Canada may be home to 7 per cent of the world's fresh water, but we have few laws protecting this valuable resource for current and future Canadians.
March 22 is World Water Day, a day to focus attention on the importance of freshwater and to advocate for the sustainable management of freshwater resources.
The Wellington Water Watchers (WWW), a non-profit organization primarily run by volunteer citizens from Guelph-Wellington, are committed to protecting local water and educating the public about threats to watersheds throughout Ontario.

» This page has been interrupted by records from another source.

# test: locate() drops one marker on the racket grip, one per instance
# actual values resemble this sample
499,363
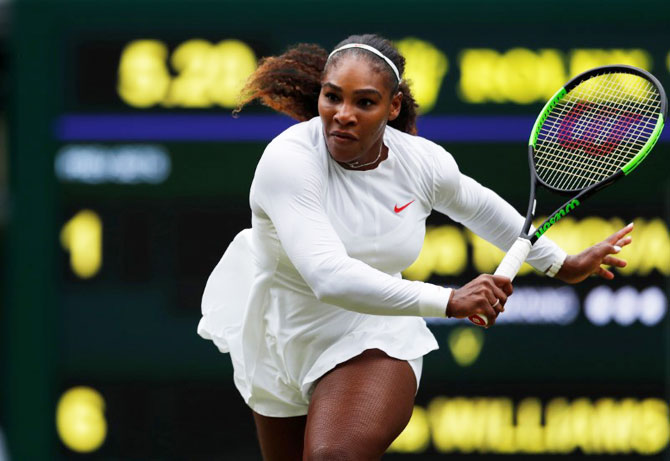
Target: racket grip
514,258
508,267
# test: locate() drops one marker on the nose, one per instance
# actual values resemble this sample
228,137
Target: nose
344,115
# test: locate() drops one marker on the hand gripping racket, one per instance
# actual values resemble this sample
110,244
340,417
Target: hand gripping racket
595,130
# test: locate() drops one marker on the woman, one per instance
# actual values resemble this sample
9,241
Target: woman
325,337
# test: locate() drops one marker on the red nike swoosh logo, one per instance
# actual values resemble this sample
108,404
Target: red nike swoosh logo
398,210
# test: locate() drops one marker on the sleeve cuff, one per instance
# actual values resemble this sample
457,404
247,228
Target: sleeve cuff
434,300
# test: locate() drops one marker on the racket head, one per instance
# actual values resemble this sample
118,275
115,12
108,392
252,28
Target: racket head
598,127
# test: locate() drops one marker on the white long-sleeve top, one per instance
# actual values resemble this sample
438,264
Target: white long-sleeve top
293,297
336,232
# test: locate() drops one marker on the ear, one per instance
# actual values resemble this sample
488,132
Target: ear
396,104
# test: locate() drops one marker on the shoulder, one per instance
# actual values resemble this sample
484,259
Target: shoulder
417,146
299,142
424,154
292,158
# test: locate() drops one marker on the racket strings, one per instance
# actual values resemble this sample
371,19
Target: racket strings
592,161
597,128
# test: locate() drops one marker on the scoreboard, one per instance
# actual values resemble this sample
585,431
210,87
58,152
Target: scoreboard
129,177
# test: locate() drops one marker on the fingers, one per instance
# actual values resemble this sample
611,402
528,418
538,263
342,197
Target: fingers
604,273
624,241
620,234
612,261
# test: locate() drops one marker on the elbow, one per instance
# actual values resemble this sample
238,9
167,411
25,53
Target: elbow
330,293
325,295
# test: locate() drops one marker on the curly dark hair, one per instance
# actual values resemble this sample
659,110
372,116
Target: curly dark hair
291,82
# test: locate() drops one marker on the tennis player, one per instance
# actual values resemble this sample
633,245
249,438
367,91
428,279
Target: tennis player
325,337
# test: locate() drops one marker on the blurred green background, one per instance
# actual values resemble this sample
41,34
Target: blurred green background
124,177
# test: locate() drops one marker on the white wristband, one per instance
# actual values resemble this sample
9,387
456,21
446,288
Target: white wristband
554,268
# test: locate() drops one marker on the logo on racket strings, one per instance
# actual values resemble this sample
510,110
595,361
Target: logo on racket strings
556,217
597,129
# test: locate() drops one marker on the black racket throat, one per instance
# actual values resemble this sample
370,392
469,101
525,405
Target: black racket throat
567,208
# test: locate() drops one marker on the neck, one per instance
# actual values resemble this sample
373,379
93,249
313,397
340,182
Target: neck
357,164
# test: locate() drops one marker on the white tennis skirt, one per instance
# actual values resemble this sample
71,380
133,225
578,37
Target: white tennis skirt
281,340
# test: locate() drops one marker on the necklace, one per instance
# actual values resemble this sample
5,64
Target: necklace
357,164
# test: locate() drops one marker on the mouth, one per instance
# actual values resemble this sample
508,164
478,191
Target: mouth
343,135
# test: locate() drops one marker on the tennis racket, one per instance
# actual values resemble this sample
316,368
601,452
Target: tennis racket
594,131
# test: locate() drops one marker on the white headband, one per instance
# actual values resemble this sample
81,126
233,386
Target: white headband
371,50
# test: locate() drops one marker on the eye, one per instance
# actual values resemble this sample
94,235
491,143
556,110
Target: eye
332,97
365,102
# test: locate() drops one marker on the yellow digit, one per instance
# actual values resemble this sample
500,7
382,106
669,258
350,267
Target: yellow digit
143,75
80,419
478,70
193,62
82,236
234,61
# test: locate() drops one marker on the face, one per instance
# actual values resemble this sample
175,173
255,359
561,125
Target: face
354,104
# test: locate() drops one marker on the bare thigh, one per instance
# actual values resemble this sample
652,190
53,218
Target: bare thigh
359,408
281,439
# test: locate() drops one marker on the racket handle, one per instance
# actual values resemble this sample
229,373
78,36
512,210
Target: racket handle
509,267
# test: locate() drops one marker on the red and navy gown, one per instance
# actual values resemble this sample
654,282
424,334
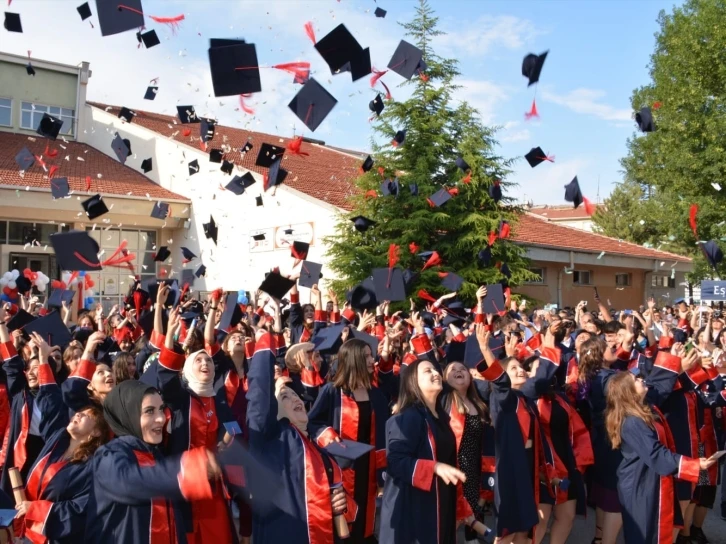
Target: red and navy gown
336,414
20,447
197,422
646,481
418,507
302,513
136,493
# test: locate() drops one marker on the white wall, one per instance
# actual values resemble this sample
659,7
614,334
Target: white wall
232,264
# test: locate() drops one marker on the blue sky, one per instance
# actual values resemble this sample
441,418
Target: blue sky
599,52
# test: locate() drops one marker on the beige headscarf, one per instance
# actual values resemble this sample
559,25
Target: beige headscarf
201,389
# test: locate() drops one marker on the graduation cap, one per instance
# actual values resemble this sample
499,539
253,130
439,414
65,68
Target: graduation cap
151,93
234,68
361,223
268,154
75,250
49,127
160,210
312,104
51,328
25,159
276,285
126,114
573,193
84,10
12,22
441,197
644,118
376,105
406,60
532,66
187,114
121,147
162,254
113,20
94,207
389,284
310,274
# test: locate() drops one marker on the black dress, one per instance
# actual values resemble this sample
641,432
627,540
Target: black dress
446,453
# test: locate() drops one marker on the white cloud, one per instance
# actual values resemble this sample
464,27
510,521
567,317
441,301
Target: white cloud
589,102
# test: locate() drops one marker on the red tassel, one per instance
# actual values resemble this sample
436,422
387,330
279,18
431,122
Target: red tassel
310,31
533,113
692,219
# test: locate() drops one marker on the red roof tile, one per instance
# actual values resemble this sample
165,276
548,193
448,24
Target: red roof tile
325,174
533,230
116,179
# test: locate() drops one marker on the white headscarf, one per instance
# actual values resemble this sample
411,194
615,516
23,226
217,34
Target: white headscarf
201,389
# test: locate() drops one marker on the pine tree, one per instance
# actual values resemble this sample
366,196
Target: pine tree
438,130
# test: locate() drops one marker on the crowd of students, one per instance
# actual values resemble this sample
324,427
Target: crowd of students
286,422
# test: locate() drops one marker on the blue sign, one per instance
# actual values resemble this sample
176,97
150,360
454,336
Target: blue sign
713,290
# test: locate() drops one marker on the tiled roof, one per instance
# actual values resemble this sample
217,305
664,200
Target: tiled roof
533,230
325,174
116,179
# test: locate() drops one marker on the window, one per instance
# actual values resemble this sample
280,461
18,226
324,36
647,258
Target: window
622,280
541,273
582,277
31,114
6,112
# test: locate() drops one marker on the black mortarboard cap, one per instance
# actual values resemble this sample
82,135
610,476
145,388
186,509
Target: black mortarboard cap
187,114
113,20
224,62
389,284
268,154
150,39
12,22
120,147
25,159
59,296
94,207
59,187
227,167
361,223
367,164
151,92
406,59
644,118
49,127
162,254
84,10
376,105
312,104
215,155
535,156
51,328
160,210
338,48
75,250
573,193
441,197
276,285
462,164
20,320
310,274
532,66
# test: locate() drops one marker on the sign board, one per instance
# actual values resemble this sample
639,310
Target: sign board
713,290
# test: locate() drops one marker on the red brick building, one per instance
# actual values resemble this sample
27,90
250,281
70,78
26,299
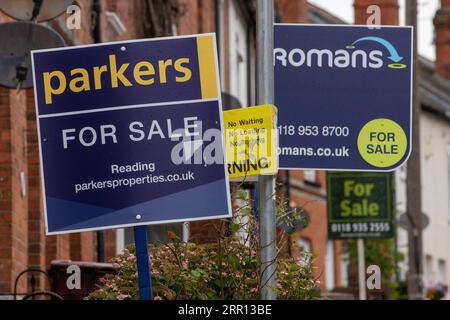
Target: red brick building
23,243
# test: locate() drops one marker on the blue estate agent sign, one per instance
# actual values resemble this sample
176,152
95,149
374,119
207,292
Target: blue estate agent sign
344,96
130,133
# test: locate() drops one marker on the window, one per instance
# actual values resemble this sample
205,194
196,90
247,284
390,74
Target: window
305,250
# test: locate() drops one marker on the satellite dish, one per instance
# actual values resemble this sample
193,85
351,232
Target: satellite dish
43,9
15,60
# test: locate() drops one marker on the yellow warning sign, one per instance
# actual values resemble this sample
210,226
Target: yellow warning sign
251,141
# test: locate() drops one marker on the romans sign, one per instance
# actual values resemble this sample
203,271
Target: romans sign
343,94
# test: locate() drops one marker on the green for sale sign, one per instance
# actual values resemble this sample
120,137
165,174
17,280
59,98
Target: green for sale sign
359,205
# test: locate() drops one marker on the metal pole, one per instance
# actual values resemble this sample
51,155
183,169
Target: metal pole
361,270
413,182
266,184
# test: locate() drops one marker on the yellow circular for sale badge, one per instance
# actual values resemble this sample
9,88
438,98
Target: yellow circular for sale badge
382,143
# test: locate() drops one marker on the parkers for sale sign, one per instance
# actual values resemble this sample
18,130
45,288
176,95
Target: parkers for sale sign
130,133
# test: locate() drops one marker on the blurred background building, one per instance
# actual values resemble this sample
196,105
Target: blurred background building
23,243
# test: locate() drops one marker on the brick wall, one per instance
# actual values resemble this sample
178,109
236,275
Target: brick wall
13,206
442,39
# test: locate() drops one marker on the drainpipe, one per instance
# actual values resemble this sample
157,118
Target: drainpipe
96,36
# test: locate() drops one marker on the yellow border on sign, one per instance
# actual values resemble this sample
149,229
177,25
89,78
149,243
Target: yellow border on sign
207,66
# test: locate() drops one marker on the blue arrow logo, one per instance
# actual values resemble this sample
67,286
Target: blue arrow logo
394,56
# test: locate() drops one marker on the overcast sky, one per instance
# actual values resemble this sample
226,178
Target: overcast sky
427,8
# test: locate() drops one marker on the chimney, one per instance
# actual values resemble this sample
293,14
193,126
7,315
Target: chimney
389,11
442,40
292,11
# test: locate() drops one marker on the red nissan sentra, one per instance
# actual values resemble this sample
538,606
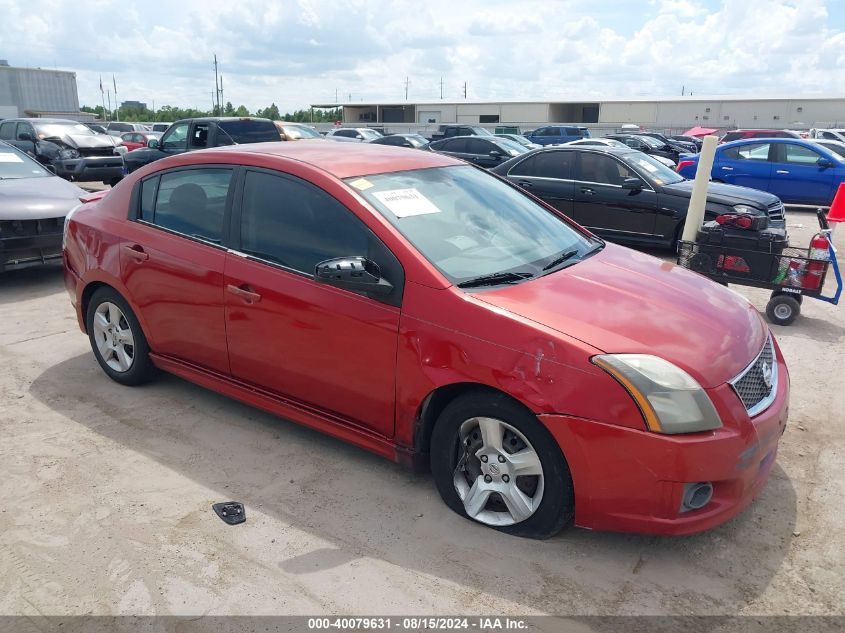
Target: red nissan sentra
423,309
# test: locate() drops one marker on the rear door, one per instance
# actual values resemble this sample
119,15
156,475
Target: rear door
603,206
548,175
747,165
315,344
171,261
796,176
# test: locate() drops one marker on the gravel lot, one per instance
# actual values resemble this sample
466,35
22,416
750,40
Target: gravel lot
106,493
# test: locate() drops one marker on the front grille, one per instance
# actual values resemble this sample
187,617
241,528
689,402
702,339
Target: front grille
30,228
776,211
97,151
757,384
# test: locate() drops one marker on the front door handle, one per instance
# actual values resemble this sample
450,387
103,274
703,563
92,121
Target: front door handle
136,252
244,293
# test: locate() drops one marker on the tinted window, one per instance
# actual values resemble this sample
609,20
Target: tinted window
800,155
176,137
547,165
247,131
192,202
603,169
749,151
293,223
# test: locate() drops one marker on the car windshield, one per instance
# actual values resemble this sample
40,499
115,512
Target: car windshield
471,225
300,131
60,130
653,170
15,164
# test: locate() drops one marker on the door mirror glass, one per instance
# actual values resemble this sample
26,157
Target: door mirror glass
357,274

A 2017 Mainstreet poll commissioned by WWW sampled over 4,000 Ontarians and found two-thirds of decided respondent support phasing out bottled water in Ontario over the next decade. Sixty-three per cent of decided respondents also agreed permits for all companies currently bottling water in Ontario should not be renewed.
Respondents were asked to identify the most important reason for the cessation of extraction permits:
- 33 per cent are concerned about the negative environmental impact of excessive water removal
- 24 per cent disapprove of water bring treated as a commodity
- 20 per cent are concerned about the excessive waste from plastic water bottles
- 9 per cent believe bottled water undermines the perception that tap water is safe
- 9 per cent selected other reasons
- 4 per cent are not sure
The Ontario Government is currently conducting a review of the bottled water industry. But the Water for Life, Not Proﬁt Program believes the best way to protect our water is by saying no to Nestlé’s plans to increase water extraction.
"Although the results of the review are eagerly awaited, improved regulations alone cannot protect Ontario's water. Premier Wynne herself has expressed serious doubts about bottled water -- now is the time for leadership. It is clear a decisive majority of the public agree it is time to phase out the bottled water industry in Ontario and ensure public ownership and control of municipal water," says Mike Nagy of WWW.
The Water for Life, Not Proﬁt Program also calls on the Ontario government to:
- Phase out the bottled water industry in Ontario within ten years
- Respect the duty to consult Indigenous communities
- Safeguard public ownership and control of water including prohibiting private/public partnerships known as P3's
- Ensure public access to water by requiring public facilities to make drinking water available via drinking fountains
According to Rob Case, WWW Board Member, "In the extreme drought we experienced here last summer Nestlé was granted an indeﬁnite extension to their permit for water bottling in Aberfoyle. That extension is still in place. Nestlé's Hillsburgh permit expires this coming summer, and Nestlé is vying for a third well here in Wellington County near Elora. The Premier must never allow a permit to be issued in Elora. Premier Wynne must also deny a renewal bid for Hillsburgh and take decisive action to phase out the permit in Aberfoyle."
Water is a human right. It should never be commodified. It must be held in trust for the public good. Based on the precautionary principle it seems Premier Wynne has little choice but to err on the side of caution and end water bottling in Ontario.
WWW are asking all Ontarians to urge Premier Kathleen Wynne to protect our water by saying no to Nestlé's plans to increase water extraction and to commit to phasing out water bottling in Ontario within ten years.
To that end, I'll be sending Kathleen Wynne and Glenn Murray, Minister for the Environment and Climate Change, an email telling them to place a moratorium on permits and the entire water bottling industry in Ontario.
To mark World Water Day please endorse the Water for Life, Not Proﬁt Program and say no to Nestlé.